猫鳥合戦

 だいぶ寒さも緩んで、みゆちゃんが庭で過ごす時間が長くなった。庭で何をしているかというと、小鳥が来るのを見張っている。春らしくはなったが、山茶花の若木の下にじっと息を殺しているのはまだ寒いだろうと思う。にもかかわらず、みゆちゃんは根気よく、庭木に刺したみかんを食べに小鳥が来るのを待っている。
 ときどき見ていると、低姿勢でこそこそと木の陰から陰へ移動したりしている。本人はいたって真剣なのだろうけれど、たいして苦労もない家猫のくせに、虎や豹の真似事をしているのがなんだか可笑しい。実際は、たとえ張り込み中であっても、少し開けた窓の隙間から煮干の袋を見せると、にゃーんと言って飛んで戻ってくるから、野生の猫とは真剣さの度合いが違う。
 待っていてもメジロがこないこともあるが、飛んでくると、ますますみゆちゃんはじっと固まって、頭上の枝から枝へと飛び移るメジロの様子をうかがっている。ときどき、物陰からぱっと飛び出してみるけれど、もともと高い枝であるし、メジロはすぐに飛び立つから、捕まえられるはずもない。それを知ってか、メジロの方も猫をなめてかかっている。

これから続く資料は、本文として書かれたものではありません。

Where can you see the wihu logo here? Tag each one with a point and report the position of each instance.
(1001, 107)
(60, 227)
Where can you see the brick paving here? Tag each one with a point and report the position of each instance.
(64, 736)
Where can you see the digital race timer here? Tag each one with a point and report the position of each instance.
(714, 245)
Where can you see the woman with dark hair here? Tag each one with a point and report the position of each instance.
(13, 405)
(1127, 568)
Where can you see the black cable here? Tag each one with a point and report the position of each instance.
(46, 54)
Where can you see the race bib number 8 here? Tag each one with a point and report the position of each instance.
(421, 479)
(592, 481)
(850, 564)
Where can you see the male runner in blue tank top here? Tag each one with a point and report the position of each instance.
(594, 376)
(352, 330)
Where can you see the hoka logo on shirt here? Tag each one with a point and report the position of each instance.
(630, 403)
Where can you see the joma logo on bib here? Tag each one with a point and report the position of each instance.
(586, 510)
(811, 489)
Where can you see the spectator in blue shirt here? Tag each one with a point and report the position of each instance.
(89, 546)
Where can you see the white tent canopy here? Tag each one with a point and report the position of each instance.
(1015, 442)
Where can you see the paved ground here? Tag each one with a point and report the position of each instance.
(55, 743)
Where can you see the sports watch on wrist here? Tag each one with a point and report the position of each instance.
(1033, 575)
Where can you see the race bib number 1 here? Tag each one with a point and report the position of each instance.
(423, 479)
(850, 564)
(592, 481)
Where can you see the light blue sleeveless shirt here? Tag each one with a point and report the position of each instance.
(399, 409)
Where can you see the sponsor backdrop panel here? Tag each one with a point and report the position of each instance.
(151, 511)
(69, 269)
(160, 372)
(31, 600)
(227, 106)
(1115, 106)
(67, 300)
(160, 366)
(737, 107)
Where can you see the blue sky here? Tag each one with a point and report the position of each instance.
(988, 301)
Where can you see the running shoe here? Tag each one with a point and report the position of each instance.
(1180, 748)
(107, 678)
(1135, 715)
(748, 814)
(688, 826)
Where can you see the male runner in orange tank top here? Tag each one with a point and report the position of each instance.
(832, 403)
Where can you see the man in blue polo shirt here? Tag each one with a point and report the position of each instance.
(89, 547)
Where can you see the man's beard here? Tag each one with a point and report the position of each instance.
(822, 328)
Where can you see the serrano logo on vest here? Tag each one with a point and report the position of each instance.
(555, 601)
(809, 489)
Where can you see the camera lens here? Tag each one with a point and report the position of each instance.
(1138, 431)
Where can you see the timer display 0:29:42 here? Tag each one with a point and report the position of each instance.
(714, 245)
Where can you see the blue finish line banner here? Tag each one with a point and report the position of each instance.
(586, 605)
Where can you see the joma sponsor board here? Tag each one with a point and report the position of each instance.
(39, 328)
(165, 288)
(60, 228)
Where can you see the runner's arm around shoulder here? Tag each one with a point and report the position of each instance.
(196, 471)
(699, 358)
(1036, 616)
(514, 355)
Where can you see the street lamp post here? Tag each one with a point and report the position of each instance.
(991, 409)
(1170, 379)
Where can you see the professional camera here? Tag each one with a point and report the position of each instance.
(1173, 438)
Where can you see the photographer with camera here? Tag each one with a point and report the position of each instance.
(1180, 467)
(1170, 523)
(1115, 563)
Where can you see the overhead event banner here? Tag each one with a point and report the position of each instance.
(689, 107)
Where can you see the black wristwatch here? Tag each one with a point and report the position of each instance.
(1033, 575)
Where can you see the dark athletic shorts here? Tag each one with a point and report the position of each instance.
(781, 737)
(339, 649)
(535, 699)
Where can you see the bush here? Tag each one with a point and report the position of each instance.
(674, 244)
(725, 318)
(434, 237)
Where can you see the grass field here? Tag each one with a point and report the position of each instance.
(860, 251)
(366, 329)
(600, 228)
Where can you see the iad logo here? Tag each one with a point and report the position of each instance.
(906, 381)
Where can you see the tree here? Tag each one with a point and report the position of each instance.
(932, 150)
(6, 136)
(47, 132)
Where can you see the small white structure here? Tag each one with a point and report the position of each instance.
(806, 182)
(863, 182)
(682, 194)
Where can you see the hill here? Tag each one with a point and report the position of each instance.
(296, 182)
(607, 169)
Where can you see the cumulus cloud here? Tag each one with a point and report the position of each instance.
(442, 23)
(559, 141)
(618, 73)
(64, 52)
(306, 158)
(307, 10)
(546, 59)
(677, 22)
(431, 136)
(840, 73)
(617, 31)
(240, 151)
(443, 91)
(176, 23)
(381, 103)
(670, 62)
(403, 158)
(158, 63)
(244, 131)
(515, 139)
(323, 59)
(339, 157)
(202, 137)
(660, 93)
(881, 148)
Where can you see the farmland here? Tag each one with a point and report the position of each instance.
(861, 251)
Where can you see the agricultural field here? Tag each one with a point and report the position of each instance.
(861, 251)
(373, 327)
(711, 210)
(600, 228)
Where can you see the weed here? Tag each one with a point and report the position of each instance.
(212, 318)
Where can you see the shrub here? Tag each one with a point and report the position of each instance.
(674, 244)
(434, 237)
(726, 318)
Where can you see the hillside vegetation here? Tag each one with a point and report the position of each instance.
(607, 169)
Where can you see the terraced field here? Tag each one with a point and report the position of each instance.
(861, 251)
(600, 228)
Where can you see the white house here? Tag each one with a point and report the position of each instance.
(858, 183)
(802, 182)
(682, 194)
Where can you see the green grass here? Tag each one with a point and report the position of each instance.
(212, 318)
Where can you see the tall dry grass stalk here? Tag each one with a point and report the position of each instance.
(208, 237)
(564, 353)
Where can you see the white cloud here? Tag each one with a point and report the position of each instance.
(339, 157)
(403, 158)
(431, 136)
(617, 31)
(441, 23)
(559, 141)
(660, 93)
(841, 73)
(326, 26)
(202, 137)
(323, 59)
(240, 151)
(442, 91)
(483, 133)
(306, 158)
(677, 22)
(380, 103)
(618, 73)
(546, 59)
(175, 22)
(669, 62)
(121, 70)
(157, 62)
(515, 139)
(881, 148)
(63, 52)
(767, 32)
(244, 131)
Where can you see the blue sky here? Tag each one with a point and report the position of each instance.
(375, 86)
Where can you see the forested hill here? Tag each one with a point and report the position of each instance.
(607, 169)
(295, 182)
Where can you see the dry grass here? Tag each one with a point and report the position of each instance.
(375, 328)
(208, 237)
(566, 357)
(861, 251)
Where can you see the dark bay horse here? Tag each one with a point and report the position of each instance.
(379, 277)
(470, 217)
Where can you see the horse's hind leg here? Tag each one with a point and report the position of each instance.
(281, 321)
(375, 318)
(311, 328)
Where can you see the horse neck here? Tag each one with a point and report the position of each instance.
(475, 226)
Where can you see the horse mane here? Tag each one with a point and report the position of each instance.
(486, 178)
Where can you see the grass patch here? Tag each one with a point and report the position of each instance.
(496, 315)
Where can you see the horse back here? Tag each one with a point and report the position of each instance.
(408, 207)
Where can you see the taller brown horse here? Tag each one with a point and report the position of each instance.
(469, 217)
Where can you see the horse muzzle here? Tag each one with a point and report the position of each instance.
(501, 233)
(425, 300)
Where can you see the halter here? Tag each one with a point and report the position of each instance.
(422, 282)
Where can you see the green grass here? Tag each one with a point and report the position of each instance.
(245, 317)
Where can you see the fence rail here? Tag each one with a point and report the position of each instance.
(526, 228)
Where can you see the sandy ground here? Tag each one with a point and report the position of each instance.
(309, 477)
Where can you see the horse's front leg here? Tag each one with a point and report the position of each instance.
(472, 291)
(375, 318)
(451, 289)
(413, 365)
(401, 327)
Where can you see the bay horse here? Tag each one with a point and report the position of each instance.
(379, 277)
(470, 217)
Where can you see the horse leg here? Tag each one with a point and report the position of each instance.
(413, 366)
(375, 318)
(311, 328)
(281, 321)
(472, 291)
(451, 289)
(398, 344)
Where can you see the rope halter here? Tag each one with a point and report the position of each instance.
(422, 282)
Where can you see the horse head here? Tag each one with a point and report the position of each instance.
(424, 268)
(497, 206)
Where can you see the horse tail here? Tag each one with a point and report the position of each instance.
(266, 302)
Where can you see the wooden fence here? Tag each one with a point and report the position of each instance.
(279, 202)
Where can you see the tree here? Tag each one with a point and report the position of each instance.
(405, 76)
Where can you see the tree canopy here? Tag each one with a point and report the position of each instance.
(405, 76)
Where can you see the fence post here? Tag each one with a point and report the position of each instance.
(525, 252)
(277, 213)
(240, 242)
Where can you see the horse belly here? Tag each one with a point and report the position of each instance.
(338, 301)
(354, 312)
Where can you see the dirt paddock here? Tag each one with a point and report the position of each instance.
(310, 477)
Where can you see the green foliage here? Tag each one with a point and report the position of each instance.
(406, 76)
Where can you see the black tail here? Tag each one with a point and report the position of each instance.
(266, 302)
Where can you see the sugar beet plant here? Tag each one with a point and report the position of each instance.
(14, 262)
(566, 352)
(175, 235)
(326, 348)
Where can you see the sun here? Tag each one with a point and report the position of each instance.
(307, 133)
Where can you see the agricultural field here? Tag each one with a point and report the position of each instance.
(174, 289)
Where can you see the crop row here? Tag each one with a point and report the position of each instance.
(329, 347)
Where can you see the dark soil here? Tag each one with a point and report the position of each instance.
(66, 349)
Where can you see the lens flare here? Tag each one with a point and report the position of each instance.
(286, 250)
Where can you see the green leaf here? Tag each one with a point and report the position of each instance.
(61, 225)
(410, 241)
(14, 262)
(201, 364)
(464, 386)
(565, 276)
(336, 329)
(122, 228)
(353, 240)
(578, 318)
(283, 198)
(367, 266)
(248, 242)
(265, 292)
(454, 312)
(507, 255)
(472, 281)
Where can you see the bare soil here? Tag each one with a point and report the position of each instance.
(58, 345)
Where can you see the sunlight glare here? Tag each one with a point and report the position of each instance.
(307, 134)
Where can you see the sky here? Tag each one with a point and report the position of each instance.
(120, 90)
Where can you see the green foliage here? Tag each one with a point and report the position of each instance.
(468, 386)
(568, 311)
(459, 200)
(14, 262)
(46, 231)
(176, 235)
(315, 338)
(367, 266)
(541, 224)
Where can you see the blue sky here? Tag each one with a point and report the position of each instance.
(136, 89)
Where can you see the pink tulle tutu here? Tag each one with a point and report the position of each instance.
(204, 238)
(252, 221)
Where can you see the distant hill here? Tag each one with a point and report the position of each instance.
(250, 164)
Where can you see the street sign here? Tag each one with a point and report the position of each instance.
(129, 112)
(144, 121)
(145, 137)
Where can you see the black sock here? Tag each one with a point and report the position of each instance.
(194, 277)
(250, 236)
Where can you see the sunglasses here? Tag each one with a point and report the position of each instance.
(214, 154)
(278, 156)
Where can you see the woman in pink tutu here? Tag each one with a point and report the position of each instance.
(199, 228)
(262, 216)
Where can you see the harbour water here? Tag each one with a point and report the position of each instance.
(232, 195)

 とうとうみゆちゃんは業を煮やし、メジロの木の下まで出て行って、にゃにゃにゃ、と小鳥に向って鳴き出した。無茶な行動に出たなと思ったのだけれど、意外にも、メジロの方も猫に向ってちきちきと応酬した。にゃにゃにゃ、ちきちきちき。
 やがてメジロは馬鹿にするように小さな糞をひとつ落として飛び立って、入れ替わりにもう一羽の別のメジロが飛んで来た。選手交代である。新しく来たメジロも、なにやらみゆちゃんとやり合っている。にゃあにゃあちきちき、話がついたのかつかないのか、しばらくするとメジロは去って、眠たくなったみゆちゃんは家の中に戻りまどろみ始めた。そのあと庭では、今度はメジロとヒヨドリが、ぴーぴー、ちきちき言い合っている。